Medical Law Experts Demand Review After Failed Procedures Led To “Avoidable” Suicide
03/02/2011
Medical law experts have demanded an urgent review of procedures at an NHS mental health trust following the suicide of a railway engineer, despite his repeated requests for help in the weeks before his death.
Peter Bane, 47, a senior engineer from Happisburgh, Norfolk, was killed when he was hit by both a passenger train and a freight train on 16 February 2010. A suicide note was found in his pocket and a coroner heard that he had told Norfolk and Waveney Mental Health NHS Foundation Trust that he was contemplating taking his own life on at least three occasions in the two weeks prior to his death.
An inquest into his death, which ruled that Mr Bane had killed himself whilst suffering disturbance of the mind, heard that the procedures in place at the time for referring patients to the mental health centre often led to vital information going unrecorded and that the suicide risk appeared to have been underestimated by staff at the mental health centre.
Now medical law specialists at Irwin Mitchell are calling for an urgent review into the way in which patients referred to psychiatric services are handled, claiming that more could have been done to prevent Mr Bane’s death.
Anita Jewitt, a medical law specialist from Irwin Mitchell representing the family, said: "Peter Bane was a hardworking, professional man who is sorely missed by his family and friends. His family have suffered enormously over the past year and wanted the inquest to provide answers to their questions over the events leading up to his death.
“Peter and his wife Angela did all they could to seek out urgent assistance from the psychiatric services. Peter's GP responded to his pleas for help in the appropriate manner and referred him to mental health professionals. Unfortunately at this stage the loss of vital information has let the family down and is totally unacceptable.
“The evidence given regarding the circumstances of Peter's death was particularly harrowing and the consequences of the errors in this case will live with the family forever and they remain convinced that more could have been done to prevent his death.
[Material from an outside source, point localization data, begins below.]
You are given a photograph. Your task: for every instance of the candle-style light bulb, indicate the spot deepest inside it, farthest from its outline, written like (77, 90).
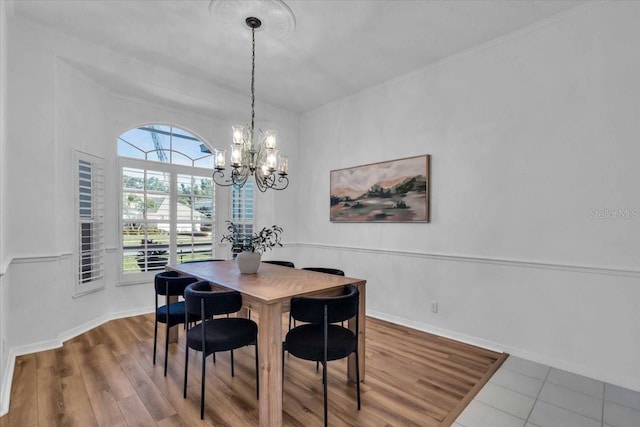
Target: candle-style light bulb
(272, 156)
(236, 155)
(270, 139)
(219, 156)
(284, 165)
(238, 134)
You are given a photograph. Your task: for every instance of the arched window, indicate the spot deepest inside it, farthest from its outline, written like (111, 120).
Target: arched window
(167, 211)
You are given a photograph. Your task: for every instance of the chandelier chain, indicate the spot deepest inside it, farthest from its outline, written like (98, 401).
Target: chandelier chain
(253, 78)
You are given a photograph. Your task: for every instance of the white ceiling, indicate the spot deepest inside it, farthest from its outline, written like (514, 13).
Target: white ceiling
(338, 47)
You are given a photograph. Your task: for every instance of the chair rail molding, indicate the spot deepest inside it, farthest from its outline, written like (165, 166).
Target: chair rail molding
(608, 271)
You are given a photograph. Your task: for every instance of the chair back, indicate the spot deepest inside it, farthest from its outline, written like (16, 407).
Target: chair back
(282, 263)
(201, 301)
(326, 270)
(339, 308)
(170, 283)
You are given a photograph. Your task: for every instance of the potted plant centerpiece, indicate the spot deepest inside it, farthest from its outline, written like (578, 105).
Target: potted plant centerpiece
(251, 247)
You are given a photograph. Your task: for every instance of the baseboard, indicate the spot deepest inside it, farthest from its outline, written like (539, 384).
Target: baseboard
(5, 390)
(438, 331)
(576, 368)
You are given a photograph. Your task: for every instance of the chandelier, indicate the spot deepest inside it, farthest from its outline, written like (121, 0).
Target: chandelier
(253, 152)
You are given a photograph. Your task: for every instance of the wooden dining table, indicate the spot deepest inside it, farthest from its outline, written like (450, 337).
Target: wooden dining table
(268, 293)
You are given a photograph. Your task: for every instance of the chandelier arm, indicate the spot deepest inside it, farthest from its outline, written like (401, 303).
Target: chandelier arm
(219, 179)
(282, 179)
(260, 182)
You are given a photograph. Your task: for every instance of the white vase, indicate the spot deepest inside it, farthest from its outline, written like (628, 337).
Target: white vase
(248, 262)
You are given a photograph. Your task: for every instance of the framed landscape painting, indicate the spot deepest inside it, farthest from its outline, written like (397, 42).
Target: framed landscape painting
(391, 191)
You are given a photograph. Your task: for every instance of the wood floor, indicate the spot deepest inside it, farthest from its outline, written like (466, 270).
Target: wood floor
(105, 377)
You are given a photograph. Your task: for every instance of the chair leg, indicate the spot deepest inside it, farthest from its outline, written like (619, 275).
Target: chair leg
(204, 366)
(358, 379)
(166, 349)
(186, 369)
(257, 373)
(232, 371)
(155, 339)
(324, 381)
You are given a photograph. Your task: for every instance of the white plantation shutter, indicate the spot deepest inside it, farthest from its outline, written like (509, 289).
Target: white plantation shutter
(90, 223)
(242, 209)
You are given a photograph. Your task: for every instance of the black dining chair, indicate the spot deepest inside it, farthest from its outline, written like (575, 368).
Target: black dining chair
(326, 270)
(320, 339)
(171, 285)
(282, 263)
(212, 335)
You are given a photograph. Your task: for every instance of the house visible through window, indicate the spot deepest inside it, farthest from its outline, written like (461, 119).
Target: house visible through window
(168, 199)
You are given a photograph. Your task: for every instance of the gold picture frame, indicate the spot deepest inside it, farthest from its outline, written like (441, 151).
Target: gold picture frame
(389, 191)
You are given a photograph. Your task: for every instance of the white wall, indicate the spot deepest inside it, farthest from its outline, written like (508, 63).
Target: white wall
(530, 136)
(3, 139)
(66, 95)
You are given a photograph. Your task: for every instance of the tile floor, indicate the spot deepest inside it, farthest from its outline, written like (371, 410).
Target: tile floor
(527, 394)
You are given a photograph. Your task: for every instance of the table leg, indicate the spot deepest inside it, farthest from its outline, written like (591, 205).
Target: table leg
(173, 331)
(270, 364)
(351, 367)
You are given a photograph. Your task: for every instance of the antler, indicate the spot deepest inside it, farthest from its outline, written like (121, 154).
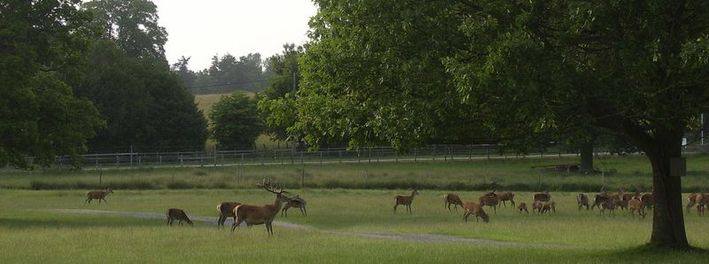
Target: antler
(268, 186)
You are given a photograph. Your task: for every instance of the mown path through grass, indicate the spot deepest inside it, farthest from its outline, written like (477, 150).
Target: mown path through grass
(410, 237)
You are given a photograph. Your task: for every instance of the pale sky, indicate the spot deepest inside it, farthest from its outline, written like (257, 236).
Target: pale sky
(201, 29)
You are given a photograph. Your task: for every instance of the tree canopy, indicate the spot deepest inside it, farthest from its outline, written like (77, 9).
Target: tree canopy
(636, 69)
(373, 74)
(40, 45)
(235, 122)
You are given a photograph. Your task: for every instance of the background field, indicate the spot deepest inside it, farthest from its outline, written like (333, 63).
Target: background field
(513, 174)
(339, 228)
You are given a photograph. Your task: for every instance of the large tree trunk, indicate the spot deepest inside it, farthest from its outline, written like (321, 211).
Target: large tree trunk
(668, 221)
(587, 157)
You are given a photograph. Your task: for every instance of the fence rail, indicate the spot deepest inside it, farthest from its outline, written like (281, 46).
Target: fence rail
(290, 156)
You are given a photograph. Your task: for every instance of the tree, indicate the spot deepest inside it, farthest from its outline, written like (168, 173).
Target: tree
(373, 74)
(132, 24)
(40, 42)
(183, 71)
(277, 103)
(148, 108)
(636, 69)
(235, 122)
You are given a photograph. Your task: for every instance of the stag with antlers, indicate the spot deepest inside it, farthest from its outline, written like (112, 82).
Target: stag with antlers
(257, 215)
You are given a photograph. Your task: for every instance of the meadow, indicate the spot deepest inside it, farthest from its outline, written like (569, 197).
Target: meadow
(628, 172)
(342, 226)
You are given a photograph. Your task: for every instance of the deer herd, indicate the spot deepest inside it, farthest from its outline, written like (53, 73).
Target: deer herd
(542, 203)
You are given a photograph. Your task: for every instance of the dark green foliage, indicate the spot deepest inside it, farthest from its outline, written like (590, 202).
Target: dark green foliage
(277, 103)
(40, 43)
(146, 106)
(235, 122)
(132, 25)
(374, 75)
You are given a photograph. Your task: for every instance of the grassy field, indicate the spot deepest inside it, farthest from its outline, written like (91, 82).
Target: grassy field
(512, 174)
(206, 101)
(338, 229)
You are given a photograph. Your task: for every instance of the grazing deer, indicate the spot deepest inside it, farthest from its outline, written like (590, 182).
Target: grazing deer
(542, 197)
(177, 214)
(608, 205)
(490, 199)
(257, 215)
(600, 199)
(548, 207)
(582, 201)
(475, 209)
(405, 200)
(692, 200)
(636, 206)
(537, 206)
(507, 196)
(98, 195)
(522, 207)
(648, 200)
(226, 210)
(452, 199)
(296, 202)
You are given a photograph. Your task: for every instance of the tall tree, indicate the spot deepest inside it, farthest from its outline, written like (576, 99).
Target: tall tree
(277, 103)
(132, 24)
(639, 69)
(235, 122)
(40, 42)
(373, 75)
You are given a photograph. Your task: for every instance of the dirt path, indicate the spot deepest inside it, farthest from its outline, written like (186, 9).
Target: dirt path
(412, 237)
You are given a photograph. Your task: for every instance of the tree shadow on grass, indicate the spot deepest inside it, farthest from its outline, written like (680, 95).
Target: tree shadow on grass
(76, 223)
(651, 254)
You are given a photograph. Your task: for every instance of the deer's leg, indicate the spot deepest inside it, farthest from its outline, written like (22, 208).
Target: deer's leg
(236, 223)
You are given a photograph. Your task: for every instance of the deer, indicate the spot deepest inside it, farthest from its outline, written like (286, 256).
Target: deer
(98, 195)
(542, 197)
(490, 199)
(405, 200)
(177, 214)
(582, 201)
(226, 210)
(257, 215)
(507, 196)
(296, 202)
(636, 206)
(452, 199)
(475, 209)
(522, 207)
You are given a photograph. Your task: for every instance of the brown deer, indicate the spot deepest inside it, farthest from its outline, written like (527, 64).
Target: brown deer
(636, 206)
(98, 195)
(548, 207)
(177, 214)
(452, 199)
(537, 206)
(648, 200)
(405, 200)
(522, 207)
(490, 199)
(257, 215)
(475, 209)
(296, 202)
(582, 201)
(507, 196)
(542, 197)
(226, 210)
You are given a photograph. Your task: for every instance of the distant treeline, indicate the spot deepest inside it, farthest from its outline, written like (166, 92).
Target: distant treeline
(226, 74)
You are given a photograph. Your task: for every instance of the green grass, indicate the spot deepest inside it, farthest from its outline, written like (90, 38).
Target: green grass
(512, 174)
(31, 233)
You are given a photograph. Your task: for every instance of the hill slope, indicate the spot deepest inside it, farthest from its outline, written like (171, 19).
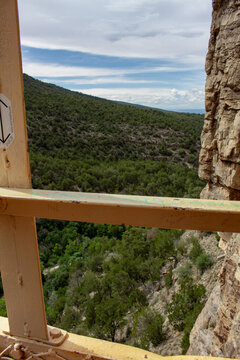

“The Coroner has suggested that she will be making written recommendations to the Trust to try and prevent further deaths and we welcome these steps. The family and I hope now that important lessons are learned by this Trust, and others, to improve the referral process from GP to mental health practitioners to prevent the same thing from happening again.
“Patient safety should be the number one concern of health professionals and the signs could not have been clearer that Peter was very worried that he would hurt himself. If the mental health professionals had received all of the information, unfortunately it appears that Peter’s death may have been avoided”.
The inquest also heard how Mr Bane had originally approached his GP on 5 February 2010 and reported very strong urges to commit suicide by walking in front of a train. His GP assessed that he was at a "very high" risk of self harm and arranged for the psychiatric services to undertake an urgent assessment at Mr Bane's home.
This assessment should have occurred within four hours but a home assessment did not take place. Instead, he was telephoned by the psychiatric services, to which Mr Blain explained that he felt unsafe at home and that he wanted to commit suicide by walking in front of a train. He repeatedly requested to be admitted to hospital but his requests were refused and he was advised that he only required a change in his medication.
Peter attended the follow-up appointment on 15 February and was given an increase in his medication, but no further action was taken in relation to a hospital admission.
He went to work on the morning of 16 February but left shortly afterwards. He then walked in front of a train with a suicide note in his pocket.
He leaves a wife and a 12-year-old daughter, as well as two adult children from a previous marriage.
His widow Angela Bane said: “We are devastated by Peter’s death. We knew he wasn’t well and had tried everything we could to seek out help. I feel completely let down and angry. It is obvious that more should have been done to prevent his death. Peter did exactly what he said he would do and the mental health services have failed him.
“Peter had suffered from episodes of depression in the past, but we had battled through those times and he had been successfully treated and held down a very good job in London. There’s no reason why treatment would not have been effective on this occasion too.
“We can only hope that by highlighting our tragic case, lessons can be learnt so that others do not have to go through the same suffering that we have.”